In den 50er und Anfang der 60er Jahre, als sich die Wachstumsgesellschaften Kontinental-Europas in den Mittelmeer-Ländern mit billigen Arbeitskräften versorgten, als Millionen Gastarbeiter in die Fabriken und auf die Baustellen in Frankreich, Deutschland, Holland und Belgien strömten, standen den Briten noch billigere Arbeitskräfte zur Verfügung.

In den Kolonien der Karibik sowie in den Commonwealth-Ländern des indischen Sub-Kontinents und Afrikas warben Regierung und große Unternehmen Arbeiter für jene Jobs an, in denen die Briten schon damals nicht mehr arbeiten wollten -- Müllabfuhr, Nachtschichten in der Schwerindustrie, Knochenarbeit im Transportgewerbe.

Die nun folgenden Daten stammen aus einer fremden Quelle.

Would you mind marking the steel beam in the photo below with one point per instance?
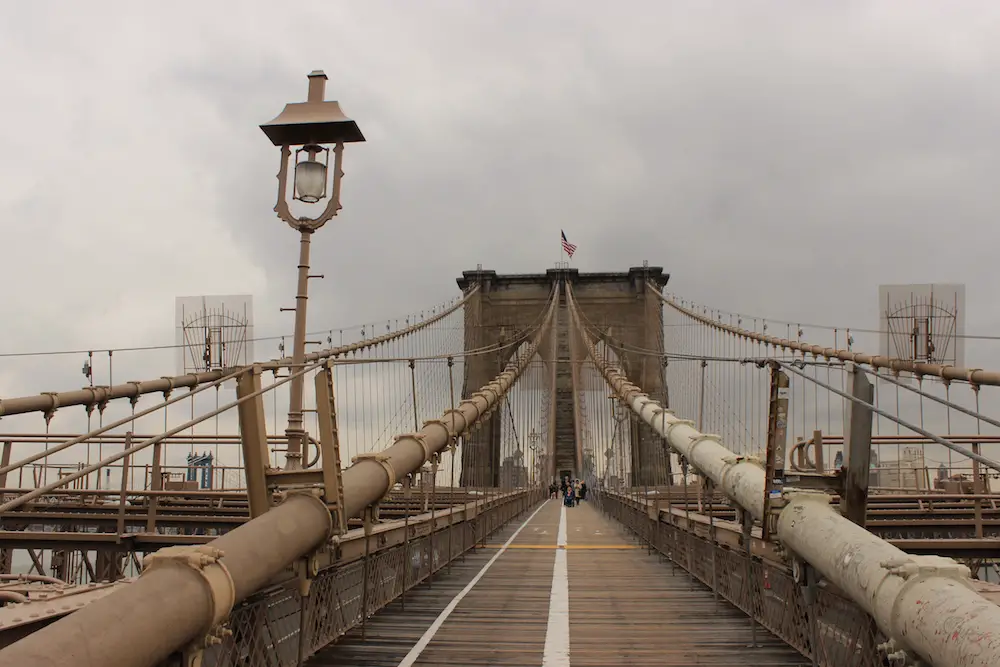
(925, 604)
(194, 588)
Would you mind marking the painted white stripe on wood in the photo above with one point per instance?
(428, 635)
(556, 653)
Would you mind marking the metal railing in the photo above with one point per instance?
(822, 625)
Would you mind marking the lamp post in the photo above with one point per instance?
(533, 439)
(314, 125)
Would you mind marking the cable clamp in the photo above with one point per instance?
(384, 461)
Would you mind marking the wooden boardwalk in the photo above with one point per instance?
(563, 587)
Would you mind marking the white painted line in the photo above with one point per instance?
(556, 653)
(561, 536)
(424, 640)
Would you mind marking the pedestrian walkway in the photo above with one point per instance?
(567, 586)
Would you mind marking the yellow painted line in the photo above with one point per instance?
(584, 547)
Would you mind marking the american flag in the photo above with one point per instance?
(567, 246)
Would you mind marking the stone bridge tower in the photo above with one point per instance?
(617, 304)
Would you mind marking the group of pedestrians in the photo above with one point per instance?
(571, 491)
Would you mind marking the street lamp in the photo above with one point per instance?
(533, 439)
(313, 125)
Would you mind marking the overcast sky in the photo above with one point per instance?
(777, 158)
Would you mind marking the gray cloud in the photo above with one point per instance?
(777, 158)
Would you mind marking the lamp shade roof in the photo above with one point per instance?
(302, 123)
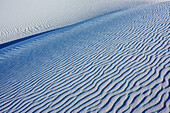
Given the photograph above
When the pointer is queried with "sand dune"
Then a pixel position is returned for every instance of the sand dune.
(21, 18)
(117, 63)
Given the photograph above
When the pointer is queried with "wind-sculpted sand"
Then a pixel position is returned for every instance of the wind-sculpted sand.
(22, 18)
(117, 63)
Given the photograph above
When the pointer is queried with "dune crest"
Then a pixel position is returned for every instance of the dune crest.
(118, 63)
(21, 18)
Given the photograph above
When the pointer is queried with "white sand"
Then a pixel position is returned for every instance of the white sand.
(21, 18)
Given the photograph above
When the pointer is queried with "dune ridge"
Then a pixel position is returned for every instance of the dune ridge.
(117, 63)
(19, 19)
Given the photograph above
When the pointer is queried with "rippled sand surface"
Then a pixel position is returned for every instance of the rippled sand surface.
(118, 63)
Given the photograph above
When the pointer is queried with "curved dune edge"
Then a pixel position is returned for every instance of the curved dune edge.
(117, 63)
(22, 18)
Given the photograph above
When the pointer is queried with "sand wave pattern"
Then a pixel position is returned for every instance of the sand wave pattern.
(118, 63)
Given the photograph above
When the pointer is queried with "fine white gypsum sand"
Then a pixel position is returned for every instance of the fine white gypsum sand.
(21, 18)
(118, 63)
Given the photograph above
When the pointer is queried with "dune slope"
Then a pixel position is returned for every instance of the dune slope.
(21, 18)
(117, 63)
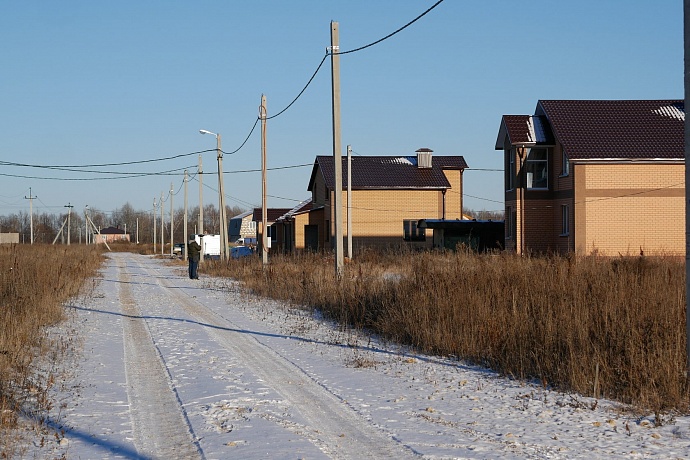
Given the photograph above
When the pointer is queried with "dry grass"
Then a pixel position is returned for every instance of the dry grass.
(35, 281)
(593, 325)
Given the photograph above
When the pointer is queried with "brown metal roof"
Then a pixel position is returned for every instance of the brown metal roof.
(633, 129)
(389, 172)
(602, 129)
(524, 130)
(272, 214)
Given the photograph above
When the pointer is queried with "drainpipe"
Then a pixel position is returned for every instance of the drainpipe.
(521, 193)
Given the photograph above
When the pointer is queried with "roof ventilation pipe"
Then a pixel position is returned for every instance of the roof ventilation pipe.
(424, 158)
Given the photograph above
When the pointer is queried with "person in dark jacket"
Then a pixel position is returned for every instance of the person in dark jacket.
(193, 255)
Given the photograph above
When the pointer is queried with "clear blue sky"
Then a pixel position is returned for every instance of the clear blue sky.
(84, 82)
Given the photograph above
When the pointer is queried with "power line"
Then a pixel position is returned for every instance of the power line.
(352, 51)
(171, 172)
(393, 33)
(7, 163)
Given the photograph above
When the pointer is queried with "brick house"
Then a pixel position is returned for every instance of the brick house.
(390, 194)
(110, 235)
(272, 214)
(242, 226)
(595, 176)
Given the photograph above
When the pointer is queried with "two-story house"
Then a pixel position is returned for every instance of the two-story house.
(595, 176)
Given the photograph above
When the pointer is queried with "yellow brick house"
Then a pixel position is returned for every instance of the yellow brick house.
(595, 176)
(390, 194)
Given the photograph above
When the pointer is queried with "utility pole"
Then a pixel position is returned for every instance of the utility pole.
(184, 220)
(349, 202)
(201, 201)
(162, 227)
(31, 199)
(86, 224)
(172, 240)
(69, 221)
(221, 195)
(686, 42)
(264, 210)
(155, 228)
(337, 156)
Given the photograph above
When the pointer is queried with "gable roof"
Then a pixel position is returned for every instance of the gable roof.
(607, 129)
(242, 216)
(524, 130)
(272, 214)
(302, 207)
(388, 172)
(112, 231)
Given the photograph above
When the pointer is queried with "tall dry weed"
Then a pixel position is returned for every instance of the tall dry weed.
(35, 281)
(613, 327)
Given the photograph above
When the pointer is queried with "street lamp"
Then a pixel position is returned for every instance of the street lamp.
(224, 246)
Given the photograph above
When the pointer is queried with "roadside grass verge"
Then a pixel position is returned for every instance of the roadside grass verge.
(35, 282)
(602, 327)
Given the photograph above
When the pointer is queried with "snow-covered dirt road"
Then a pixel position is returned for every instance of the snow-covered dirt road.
(178, 368)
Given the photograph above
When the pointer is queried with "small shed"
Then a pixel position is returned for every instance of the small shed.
(479, 235)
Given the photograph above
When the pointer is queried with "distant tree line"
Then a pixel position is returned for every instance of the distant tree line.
(138, 224)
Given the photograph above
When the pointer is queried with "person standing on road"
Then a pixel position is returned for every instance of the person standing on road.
(193, 254)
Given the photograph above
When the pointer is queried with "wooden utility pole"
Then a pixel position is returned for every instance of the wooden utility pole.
(31, 199)
(264, 210)
(184, 219)
(349, 202)
(337, 155)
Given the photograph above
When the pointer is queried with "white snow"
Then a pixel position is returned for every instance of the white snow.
(178, 368)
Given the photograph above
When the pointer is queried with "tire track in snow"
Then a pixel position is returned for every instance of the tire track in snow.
(333, 426)
(161, 430)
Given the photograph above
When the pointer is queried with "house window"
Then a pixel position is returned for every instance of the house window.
(509, 222)
(510, 180)
(566, 164)
(565, 220)
(411, 232)
(537, 169)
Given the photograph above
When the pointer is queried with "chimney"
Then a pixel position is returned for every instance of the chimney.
(424, 158)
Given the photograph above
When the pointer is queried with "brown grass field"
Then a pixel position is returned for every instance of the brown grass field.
(35, 283)
(603, 327)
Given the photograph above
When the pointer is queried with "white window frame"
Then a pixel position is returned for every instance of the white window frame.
(540, 167)
(565, 220)
(511, 170)
(565, 168)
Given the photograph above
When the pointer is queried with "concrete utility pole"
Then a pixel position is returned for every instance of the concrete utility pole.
(69, 221)
(184, 220)
(172, 240)
(86, 225)
(686, 41)
(31, 199)
(264, 210)
(337, 156)
(223, 212)
(223, 216)
(162, 227)
(155, 228)
(349, 202)
(201, 201)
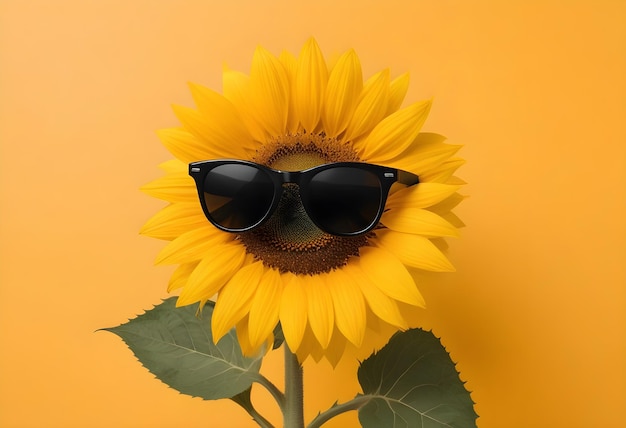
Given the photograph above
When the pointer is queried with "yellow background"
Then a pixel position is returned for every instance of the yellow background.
(535, 90)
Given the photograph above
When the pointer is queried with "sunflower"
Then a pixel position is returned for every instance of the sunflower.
(326, 291)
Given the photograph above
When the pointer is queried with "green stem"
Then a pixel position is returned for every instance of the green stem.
(293, 412)
(273, 390)
(259, 419)
(354, 404)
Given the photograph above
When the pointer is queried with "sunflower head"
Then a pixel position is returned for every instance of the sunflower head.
(326, 290)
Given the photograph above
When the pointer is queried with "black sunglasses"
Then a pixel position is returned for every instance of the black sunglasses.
(343, 198)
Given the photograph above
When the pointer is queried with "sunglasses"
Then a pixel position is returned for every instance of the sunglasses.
(343, 198)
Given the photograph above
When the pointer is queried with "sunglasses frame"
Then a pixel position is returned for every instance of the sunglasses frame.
(386, 176)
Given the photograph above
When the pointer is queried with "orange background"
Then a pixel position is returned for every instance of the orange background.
(535, 90)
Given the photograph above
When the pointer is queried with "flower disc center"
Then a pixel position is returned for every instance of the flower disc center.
(289, 241)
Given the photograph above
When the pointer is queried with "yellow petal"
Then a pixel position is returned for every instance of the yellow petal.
(309, 346)
(186, 146)
(236, 88)
(223, 121)
(397, 91)
(180, 276)
(293, 310)
(311, 80)
(415, 251)
(265, 308)
(269, 92)
(345, 83)
(372, 106)
(389, 275)
(447, 204)
(174, 220)
(243, 339)
(320, 308)
(212, 273)
(421, 196)
(418, 221)
(394, 133)
(290, 63)
(336, 348)
(380, 304)
(349, 305)
(192, 245)
(235, 298)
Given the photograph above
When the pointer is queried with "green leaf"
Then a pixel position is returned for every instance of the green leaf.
(177, 347)
(412, 382)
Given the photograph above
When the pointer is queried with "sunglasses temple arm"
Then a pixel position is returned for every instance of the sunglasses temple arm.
(407, 178)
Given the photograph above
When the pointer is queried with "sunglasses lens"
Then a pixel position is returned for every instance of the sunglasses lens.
(237, 196)
(344, 200)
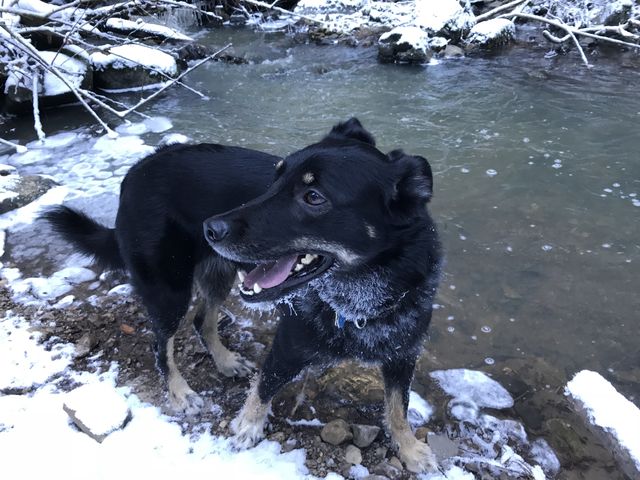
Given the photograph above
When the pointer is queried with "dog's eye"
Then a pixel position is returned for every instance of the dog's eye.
(314, 198)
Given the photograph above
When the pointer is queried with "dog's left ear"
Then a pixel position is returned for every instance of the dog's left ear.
(351, 129)
(413, 184)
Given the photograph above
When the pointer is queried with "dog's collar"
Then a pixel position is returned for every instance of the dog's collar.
(340, 320)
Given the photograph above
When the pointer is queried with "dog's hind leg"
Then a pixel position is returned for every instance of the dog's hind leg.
(416, 455)
(214, 279)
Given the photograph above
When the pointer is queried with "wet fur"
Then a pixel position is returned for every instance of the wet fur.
(388, 279)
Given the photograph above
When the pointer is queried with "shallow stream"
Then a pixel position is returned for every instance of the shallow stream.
(537, 188)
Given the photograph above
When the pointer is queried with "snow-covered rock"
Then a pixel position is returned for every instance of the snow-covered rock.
(17, 191)
(97, 409)
(52, 90)
(616, 419)
(404, 45)
(131, 66)
(140, 28)
(492, 33)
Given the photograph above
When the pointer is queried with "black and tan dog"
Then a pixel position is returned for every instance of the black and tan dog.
(341, 241)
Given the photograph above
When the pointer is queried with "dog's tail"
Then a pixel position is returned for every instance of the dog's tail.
(86, 235)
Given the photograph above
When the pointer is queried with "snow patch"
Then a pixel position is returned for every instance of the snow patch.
(132, 56)
(473, 386)
(608, 409)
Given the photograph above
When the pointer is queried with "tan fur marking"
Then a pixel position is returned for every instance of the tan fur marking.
(416, 455)
(228, 363)
(181, 396)
(308, 178)
(248, 426)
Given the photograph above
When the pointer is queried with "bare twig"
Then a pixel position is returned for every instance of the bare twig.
(19, 148)
(271, 6)
(568, 28)
(37, 123)
(124, 113)
(501, 8)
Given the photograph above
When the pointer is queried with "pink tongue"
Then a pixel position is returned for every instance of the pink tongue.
(270, 274)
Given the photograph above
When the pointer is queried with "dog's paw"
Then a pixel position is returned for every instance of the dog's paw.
(232, 364)
(418, 457)
(247, 433)
(185, 401)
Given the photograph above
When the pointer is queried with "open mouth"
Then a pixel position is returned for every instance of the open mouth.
(273, 279)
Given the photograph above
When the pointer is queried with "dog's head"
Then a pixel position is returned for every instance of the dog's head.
(335, 205)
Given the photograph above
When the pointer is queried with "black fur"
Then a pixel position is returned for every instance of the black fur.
(362, 211)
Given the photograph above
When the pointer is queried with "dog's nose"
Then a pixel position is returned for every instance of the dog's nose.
(215, 230)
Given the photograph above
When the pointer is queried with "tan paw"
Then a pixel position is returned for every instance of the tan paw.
(232, 364)
(418, 457)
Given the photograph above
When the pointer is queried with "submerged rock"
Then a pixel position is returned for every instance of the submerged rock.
(404, 45)
(17, 191)
(492, 33)
(132, 66)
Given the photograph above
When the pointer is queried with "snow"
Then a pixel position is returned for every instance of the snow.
(74, 71)
(139, 25)
(473, 386)
(413, 36)
(419, 411)
(24, 362)
(151, 445)
(98, 406)
(608, 409)
(132, 56)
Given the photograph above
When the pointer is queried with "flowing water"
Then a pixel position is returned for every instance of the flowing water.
(537, 187)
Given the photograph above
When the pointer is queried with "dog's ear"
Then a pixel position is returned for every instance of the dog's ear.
(413, 184)
(351, 129)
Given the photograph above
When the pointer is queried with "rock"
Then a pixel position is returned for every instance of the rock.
(141, 29)
(336, 432)
(132, 66)
(17, 191)
(452, 51)
(385, 469)
(353, 455)
(443, 447)
(404, 45)
(364, 435)
(492, 33)
(395, 462)
(51, 90)
(97, 409)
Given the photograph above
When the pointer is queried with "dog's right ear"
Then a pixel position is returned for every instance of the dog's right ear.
(351, 129)
(413, 185)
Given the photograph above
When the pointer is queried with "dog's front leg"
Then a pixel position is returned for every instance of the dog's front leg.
(284, 362)
(416, 455)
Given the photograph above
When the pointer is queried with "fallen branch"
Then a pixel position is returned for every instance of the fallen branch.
(568, 28)
(272, 6)
(124, 113)
(37, 123)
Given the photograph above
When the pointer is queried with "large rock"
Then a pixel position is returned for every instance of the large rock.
(52, 90)
(132, 66)
(404, 45)
(336, 432)
(17, 191)
(493, 33)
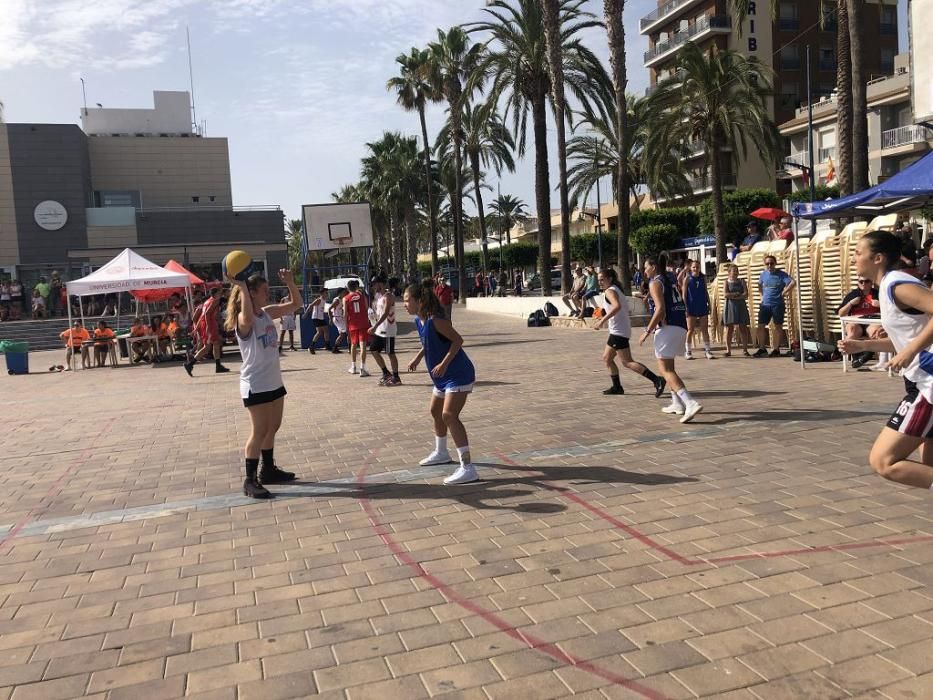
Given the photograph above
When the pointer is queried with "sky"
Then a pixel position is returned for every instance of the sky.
(297, 86)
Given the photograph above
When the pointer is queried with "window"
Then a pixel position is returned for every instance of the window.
(117, 198)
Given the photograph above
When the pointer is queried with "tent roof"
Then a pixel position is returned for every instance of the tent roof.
(127, 272)
(911, 188)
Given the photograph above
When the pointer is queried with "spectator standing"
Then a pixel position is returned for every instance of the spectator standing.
(696, 296)
(735, 313)
(445, 295)
(773, 285)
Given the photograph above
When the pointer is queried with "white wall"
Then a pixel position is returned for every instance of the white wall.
(171, 115)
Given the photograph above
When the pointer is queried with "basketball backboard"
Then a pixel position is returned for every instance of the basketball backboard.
(337, 226)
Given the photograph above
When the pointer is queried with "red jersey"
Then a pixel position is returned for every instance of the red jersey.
(357, 311)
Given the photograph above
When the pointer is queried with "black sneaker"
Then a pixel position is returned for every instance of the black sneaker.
(659, 387)
(274, 475)
(254, 489)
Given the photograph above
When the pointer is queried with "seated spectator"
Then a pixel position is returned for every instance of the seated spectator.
(74, 339)
(752, 236)
(861, 301)
(38, 304)
(573, 298)
(104, 335)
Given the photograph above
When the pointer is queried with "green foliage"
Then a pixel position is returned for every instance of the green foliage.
(820, 193)
(737, 207)
(655, 238)
(684, 219)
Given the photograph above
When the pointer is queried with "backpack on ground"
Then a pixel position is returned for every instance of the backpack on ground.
(538, 318)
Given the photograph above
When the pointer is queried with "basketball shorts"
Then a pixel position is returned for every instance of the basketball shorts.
(617, 342)
(358, 336)
(913, 415)
(380, 343)
(669, 342)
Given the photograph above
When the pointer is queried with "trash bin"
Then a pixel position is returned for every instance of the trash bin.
(17, 356)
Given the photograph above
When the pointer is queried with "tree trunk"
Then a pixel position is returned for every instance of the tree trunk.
(542, 190)
(551, 15)
(859, 99)
(843, 102)
(477, 192)
(719, 217)
(613, 11)
(432, 212)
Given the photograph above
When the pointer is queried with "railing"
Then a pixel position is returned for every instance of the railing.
(665, 9)
(902, 136)
(703, 24)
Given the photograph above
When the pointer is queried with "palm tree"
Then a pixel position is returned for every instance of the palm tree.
(595, 155)
(414, 89)
(454, 63)
(719, 97)
(486, 142)
(517, 63)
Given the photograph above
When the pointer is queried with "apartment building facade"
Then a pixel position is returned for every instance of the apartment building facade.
(72, 198)
(780, 43)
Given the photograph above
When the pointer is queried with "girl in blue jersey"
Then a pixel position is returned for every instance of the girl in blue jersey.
(668, 324)
(453, 376)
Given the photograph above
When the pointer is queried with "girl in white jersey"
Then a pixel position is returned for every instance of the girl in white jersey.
(261, 387)
(616, 319)
(907, 318)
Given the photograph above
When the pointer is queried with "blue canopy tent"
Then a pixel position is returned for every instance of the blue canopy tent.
(911, 188)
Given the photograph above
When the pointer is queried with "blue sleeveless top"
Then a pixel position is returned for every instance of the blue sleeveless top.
(675, 312)
(460, 372)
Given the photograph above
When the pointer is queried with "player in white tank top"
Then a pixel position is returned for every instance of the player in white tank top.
(907, 318)
(616, 319)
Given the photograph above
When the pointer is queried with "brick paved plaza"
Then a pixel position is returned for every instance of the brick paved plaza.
(609, 552)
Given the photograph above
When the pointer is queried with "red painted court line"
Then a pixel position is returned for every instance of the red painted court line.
(54, 489)
(548, 648)
(680, 559)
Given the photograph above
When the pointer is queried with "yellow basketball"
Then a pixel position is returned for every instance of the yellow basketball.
(238, 265)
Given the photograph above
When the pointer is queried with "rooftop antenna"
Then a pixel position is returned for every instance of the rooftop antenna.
(194, 114)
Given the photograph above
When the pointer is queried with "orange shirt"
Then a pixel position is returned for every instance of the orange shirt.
(73, 338)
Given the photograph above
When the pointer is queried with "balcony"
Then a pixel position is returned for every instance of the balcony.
(902, 136)
(664, 13)
(704, 26)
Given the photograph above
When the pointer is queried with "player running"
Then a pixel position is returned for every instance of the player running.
(452, 374)
(356, 310)
(384, 330)
(616, 318)
(669, 325)
(907, 318)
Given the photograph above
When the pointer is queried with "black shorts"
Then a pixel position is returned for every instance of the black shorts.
(261, 397)
(382, 344)
(913, 415)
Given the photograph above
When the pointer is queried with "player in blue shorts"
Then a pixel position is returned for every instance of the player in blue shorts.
(453, 376)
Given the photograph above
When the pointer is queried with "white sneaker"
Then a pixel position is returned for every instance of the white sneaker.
(690, 411)
(464, 475)
(436, 458)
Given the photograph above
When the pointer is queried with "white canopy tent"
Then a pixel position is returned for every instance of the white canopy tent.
(127, 272)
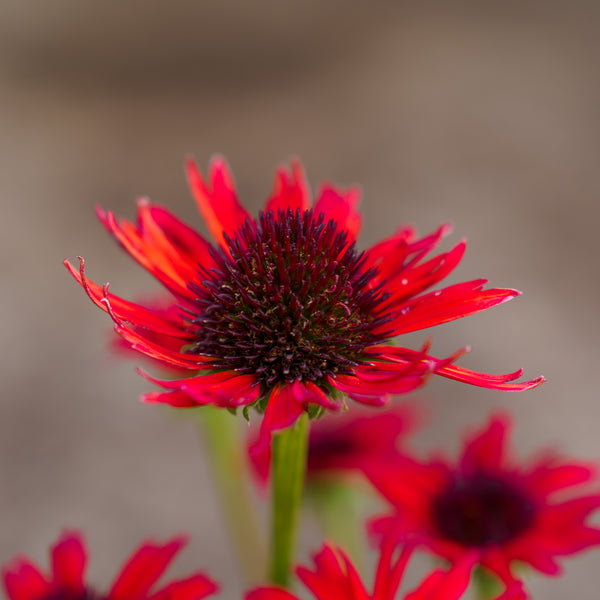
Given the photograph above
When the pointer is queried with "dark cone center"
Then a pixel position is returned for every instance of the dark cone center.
(482, 510)
(292, 301)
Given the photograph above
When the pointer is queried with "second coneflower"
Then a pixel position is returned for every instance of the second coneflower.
(284, 313)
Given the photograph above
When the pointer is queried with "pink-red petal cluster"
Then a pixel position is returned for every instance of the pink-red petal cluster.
(490, 503)
(23, 580)
(334, 577)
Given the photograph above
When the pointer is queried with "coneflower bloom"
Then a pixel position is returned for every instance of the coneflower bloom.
(67, 579)
(284, 313)
(335, 578)
(487, 502)
(347, 443)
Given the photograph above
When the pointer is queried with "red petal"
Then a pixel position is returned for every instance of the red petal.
(290, 190)
(266, 593)
(547, 477)
(225, 388)
(128, 311)
(69, 562)
(342, 207)
(193, 588)
(449, 585)
(448, 304)
(154, 250)
(23, 581)
(144, 568)
(283, 409)
(218, 204)
(486, 451)
(492, 382)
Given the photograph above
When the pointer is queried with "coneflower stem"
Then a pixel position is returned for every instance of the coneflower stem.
(288, 468)
(222, 436)
(486, 585)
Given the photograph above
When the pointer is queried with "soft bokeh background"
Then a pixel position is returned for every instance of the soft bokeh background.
(484, 114)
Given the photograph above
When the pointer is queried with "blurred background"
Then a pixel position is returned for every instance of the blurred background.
(484, 114)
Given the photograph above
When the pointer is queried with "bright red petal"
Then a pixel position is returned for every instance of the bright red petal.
(69, 562)
(290, 190)
(23, 581)
(269, 593)
(195, 587)
(144, 569)
(217, 201)
(342, 207)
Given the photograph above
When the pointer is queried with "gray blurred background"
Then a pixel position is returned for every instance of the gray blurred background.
(480, 113)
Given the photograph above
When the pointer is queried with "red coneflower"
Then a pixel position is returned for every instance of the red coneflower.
(284, 313)
(24, 581)
(489, 503)
(335, 578)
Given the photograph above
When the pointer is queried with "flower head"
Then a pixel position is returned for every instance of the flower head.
(284, 313)
(489, 503)
(66, 581)
(335, 578)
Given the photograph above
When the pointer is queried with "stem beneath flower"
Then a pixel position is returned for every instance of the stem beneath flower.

»London Transport« rekrutierte Busschaffner in der Karibik, der Dachverband des Hotel- und Gaststättengewerbes warb dort Kellner an, aus Indien und Pakistan holte die britische Schwerindustrie Schichtarbeiter für die Nacht.

Kaum jemand machte sich darüber Gedanken, ob die Exoten auch wieder gehen würden, wenn man sie nicht mehr brauchte. Erleichtert meldeten die Arbeitsämter: »Farbige Arbeitnehmer entspannen den Arbeitsmarkt.«

Rechtliche Hemmnisse für die Zuwanderung gab es nicht: Theoretisch konnte jeder Bürger aller Mitgliedsländer des Commonwealth, aller Kolonien und abhängigen Gebiete ohne weitere Formalität ins Mutterland reisen -- 950 Millionen Menschen.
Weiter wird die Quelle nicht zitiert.